Jessica Southwell, a research associate at the N.C. Institute for Public Health, helped organize the event, which was attended by more than 100 students, professors and community members.
“We were trying to think of creative ways to get people involved with public health, and physical activity is a great way to do that,” she said of the decision to bring the Bulldogs to campus.
Coach Ray Fredrick Jr. has run the Bouncing Bulldogs for 28 years with a keen focus on the success and growth of his athletes, as well as spreading a message about the importance of exercise in a healthy lifestyle.
“If you jump rope three days a week for 10 minutes, you will stay in shape all year round,” Fredrick said.
Six young women represented the Bouncing Bulldogs at the event Wednesday, but the full team is made up of 140 young people from 25 schools and 19 countries.
“For the last three years, we’ve been out to Oklahoma City, and we’ve been working with Native Americans, who have a very high rate of Type 2 diabetes,” Fredrick said.
“Our kids have been going out there for the last three years to teach and help implement a curriculum to help those Native American students challenge — we don’t like to say fight — obesity.”
Anna Reeb, 16, a member of the Bouncing Bulldogs, said she values demonstrating fitness with teammates she considers her family.
“I think they brought us here to help inspire the students at UNC to see what jump rope is all about and to see how other people in the community are working to enhance the health and fitness in our community so that they can reach out to different parts of the world,” Reeb said.

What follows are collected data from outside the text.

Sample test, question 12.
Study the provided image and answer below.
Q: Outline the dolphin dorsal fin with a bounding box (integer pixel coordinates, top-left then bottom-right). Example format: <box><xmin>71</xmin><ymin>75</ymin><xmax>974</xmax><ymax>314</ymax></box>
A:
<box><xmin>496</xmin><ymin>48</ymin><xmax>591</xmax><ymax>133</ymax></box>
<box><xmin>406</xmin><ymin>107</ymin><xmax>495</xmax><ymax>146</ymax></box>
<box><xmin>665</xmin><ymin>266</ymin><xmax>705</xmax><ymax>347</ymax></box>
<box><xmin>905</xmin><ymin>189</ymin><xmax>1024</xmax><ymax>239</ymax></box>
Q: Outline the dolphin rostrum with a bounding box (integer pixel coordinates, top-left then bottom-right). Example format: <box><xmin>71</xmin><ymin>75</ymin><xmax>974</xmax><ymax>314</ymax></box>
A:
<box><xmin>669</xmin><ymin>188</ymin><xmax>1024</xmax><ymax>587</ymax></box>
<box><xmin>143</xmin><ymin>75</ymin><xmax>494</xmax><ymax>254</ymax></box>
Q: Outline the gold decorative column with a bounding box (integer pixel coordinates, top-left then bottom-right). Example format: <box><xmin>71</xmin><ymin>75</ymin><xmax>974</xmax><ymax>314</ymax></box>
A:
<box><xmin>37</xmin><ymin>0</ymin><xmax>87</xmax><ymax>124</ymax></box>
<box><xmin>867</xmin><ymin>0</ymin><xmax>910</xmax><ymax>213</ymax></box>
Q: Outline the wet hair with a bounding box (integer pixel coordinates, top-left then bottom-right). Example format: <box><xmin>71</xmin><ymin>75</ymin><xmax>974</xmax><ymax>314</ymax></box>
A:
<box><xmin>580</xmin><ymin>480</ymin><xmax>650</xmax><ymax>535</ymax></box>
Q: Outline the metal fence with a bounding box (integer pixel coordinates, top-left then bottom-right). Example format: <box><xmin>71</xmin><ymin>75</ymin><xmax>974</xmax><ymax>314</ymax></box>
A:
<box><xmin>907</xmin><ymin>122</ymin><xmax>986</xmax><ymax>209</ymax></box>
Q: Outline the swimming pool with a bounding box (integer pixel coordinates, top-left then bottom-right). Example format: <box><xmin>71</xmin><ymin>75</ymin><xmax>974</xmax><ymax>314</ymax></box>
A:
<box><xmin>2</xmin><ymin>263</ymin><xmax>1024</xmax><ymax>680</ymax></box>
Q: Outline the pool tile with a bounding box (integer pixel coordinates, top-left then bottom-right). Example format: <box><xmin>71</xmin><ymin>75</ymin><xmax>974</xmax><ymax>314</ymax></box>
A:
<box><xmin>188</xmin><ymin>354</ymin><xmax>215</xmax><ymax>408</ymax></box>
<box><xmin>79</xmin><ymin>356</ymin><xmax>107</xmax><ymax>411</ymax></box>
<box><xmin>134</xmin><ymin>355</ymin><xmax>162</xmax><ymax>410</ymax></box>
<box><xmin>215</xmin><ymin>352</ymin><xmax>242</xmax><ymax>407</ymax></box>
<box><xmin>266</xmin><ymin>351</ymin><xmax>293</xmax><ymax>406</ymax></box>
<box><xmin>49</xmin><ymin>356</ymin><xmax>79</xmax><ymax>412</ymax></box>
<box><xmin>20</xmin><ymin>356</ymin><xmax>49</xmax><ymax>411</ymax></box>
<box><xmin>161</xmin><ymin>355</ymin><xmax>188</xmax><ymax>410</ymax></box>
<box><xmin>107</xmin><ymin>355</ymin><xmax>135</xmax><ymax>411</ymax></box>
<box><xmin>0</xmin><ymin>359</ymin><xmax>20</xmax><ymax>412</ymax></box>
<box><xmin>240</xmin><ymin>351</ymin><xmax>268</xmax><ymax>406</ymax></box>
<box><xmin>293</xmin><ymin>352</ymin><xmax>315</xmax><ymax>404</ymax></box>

Sarah Bird, a junior studying environmental public health, passed by the event as she was leaving class and stayed to watch.
“What we try to learn here is how to implement health into your daily life, especially when you’re growing up, and (the Bulldogs) are a great model of that,” Bird said.
Southwell said the school of public health needs partners like the Bouncing Bulldogs to achieve its goal of improving health in the state and throughout the world.
“We don’t just jump rope,” Fredrick said. “It’s way more than just jump rope.”